池田: 学生時代は、「自分の配慮事項を相手に伝えることで、周りに迷惑をかける」という思い込みがありました。しかし社会人になって、「配慮事項を伝えないと迷惑をかける」という逆の考えに変わりました。

きっかけは、新入社員でのグループワークの時です。会場がにぎやかな場所だと、声が聞き取りづらくなることを心配していましたが、何とか自分の力で頑張ろうと思っていました。しかしグループワークが始まるとやはり聞き取りづらく、困ってしまいました。そんな私の様子を見て講師の方が声をかけてくださり、静かな場所に移動できることになったんです。
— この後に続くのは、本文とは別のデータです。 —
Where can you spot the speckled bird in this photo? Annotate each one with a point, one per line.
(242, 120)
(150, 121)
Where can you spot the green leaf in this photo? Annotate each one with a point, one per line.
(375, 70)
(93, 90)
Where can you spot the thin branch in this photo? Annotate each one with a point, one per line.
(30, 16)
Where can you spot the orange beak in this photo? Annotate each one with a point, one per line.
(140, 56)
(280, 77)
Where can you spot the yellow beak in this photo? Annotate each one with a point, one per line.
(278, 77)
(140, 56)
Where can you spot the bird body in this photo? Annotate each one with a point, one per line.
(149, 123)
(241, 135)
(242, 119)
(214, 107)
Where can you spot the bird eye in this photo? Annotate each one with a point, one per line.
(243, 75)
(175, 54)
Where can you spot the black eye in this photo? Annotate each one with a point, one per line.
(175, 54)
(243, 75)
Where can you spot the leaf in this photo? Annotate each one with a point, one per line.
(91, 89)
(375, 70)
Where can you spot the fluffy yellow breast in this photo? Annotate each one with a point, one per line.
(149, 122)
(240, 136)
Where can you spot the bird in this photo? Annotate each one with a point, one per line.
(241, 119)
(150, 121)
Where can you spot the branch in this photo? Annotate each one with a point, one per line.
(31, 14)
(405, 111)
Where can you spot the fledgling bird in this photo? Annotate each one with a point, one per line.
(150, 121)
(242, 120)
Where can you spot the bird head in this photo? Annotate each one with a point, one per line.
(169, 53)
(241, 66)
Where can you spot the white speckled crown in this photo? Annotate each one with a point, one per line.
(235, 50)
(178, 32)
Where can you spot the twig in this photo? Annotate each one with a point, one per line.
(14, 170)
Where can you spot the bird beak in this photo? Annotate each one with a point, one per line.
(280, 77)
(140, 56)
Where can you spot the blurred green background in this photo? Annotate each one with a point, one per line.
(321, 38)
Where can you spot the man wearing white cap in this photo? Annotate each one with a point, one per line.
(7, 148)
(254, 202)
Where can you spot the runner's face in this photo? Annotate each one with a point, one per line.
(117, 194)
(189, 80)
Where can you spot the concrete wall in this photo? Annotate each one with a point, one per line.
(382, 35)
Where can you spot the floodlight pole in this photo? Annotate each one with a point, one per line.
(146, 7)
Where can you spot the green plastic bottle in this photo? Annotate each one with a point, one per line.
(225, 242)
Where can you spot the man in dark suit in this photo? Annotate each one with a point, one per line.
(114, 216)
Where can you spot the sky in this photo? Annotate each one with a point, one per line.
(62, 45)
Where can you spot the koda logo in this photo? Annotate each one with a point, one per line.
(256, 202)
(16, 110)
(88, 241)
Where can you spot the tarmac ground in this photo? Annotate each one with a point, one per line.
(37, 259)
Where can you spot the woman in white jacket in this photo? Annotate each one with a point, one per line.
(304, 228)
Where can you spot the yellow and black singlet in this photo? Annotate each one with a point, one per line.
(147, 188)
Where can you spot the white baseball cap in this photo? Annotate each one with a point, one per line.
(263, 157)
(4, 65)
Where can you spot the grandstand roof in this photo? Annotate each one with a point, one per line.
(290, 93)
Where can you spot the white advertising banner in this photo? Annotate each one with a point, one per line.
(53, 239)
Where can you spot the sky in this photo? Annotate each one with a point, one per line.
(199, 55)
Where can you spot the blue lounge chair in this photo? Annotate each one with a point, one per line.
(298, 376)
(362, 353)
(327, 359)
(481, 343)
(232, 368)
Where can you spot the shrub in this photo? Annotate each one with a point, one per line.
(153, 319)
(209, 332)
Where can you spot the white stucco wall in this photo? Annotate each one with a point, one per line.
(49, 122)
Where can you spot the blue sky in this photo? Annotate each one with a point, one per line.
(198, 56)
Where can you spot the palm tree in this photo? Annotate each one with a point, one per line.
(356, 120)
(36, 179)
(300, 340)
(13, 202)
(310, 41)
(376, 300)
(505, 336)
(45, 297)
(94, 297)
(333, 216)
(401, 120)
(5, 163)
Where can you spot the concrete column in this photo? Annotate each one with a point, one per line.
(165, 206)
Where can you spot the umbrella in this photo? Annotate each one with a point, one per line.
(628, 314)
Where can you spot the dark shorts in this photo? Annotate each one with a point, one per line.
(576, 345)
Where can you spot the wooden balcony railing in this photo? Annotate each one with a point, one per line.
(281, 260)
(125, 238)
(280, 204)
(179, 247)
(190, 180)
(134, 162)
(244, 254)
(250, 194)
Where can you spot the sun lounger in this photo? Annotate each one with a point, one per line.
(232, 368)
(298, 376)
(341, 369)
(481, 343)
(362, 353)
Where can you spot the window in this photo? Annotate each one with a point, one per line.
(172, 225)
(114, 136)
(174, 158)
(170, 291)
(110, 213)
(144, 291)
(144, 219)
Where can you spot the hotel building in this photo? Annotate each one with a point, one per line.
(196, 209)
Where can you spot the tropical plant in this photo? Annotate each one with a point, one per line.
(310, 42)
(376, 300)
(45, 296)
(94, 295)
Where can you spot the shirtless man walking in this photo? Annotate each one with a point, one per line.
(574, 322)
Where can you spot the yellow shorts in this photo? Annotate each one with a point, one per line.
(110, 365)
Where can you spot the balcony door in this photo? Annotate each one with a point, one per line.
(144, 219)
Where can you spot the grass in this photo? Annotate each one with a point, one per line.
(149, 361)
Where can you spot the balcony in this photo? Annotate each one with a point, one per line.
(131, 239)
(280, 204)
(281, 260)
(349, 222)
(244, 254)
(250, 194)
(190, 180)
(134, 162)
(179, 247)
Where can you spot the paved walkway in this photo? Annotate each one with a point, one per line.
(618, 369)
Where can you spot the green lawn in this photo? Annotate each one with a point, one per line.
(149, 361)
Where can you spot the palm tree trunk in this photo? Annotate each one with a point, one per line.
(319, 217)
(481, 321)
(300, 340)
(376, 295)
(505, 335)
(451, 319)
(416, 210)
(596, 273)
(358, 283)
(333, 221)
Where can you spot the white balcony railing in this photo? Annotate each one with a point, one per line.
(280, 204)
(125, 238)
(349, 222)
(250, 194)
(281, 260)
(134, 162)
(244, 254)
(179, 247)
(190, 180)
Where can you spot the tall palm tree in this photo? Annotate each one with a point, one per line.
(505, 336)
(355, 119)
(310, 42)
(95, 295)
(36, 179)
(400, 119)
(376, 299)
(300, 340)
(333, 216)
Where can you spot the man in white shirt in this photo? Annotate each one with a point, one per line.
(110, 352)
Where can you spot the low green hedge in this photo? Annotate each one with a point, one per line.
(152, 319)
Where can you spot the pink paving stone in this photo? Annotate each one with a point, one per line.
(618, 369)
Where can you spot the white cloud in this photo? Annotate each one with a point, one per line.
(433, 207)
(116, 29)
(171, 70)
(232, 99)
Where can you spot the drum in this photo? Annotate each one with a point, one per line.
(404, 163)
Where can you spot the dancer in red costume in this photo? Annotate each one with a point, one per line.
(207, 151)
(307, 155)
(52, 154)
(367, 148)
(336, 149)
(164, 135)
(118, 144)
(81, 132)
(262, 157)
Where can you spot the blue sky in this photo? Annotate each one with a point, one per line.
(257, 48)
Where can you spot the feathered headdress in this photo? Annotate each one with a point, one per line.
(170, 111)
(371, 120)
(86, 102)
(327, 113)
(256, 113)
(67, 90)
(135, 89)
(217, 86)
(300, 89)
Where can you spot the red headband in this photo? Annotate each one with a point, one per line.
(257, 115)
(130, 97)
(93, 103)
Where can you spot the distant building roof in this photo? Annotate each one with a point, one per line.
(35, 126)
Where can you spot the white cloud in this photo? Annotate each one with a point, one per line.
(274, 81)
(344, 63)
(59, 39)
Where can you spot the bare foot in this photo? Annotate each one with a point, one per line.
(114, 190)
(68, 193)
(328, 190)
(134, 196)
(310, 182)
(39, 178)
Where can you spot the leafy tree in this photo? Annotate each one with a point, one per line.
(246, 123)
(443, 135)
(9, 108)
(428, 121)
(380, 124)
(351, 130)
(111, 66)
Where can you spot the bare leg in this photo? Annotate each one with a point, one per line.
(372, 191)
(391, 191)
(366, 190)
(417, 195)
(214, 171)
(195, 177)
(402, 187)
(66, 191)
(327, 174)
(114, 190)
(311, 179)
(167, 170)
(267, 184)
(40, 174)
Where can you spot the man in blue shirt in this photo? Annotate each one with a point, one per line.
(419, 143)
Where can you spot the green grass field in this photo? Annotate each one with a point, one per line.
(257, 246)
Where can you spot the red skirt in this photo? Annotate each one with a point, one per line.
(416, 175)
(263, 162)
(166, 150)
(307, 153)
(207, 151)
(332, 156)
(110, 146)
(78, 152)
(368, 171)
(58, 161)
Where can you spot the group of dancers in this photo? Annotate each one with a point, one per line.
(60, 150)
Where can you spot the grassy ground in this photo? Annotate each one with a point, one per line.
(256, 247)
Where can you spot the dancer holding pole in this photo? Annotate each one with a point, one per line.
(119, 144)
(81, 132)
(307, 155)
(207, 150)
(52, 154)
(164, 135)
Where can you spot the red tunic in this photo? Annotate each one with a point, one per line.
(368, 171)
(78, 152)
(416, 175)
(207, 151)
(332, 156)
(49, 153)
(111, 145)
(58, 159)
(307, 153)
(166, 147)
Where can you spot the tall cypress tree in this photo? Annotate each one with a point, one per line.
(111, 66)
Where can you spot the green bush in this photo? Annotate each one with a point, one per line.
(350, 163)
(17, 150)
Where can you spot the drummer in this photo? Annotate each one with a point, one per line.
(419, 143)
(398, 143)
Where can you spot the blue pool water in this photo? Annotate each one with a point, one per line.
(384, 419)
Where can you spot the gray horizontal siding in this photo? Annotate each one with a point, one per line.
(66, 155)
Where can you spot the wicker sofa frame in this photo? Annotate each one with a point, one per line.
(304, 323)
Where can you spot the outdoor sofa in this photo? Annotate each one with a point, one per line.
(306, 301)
後から講師の方に「困ったことがあれば絶対に言ってね」と声を掛けていただき、伝えないと逆に迷惑がかかり、先に進まないということを学びました。

分かったつもりはNG!必要な配慮は人それぞれ

―チームの皆さんは、池田さんを迎えるに当たって、どんな準備をしましたか?

金田: 私達にとって、聴覚障がいのある方をチームに招き入れるのは初めてのことです。池田さんの配属初日に課のメンバーで集まり、どういった配慮が必要か、どんなところに注意したら良いかを率直に話し合う場を設けました。
その中で、池田さんは右側からの方が聞き取りやすいと知りました。当初、池田さんのデスクは右端に配置しており、みんなが左側から話しかける席順でしたが、右側から話しかけられる席順に変更。ご本人から話を聞いてみないと分からないことがあるなと思いましたね。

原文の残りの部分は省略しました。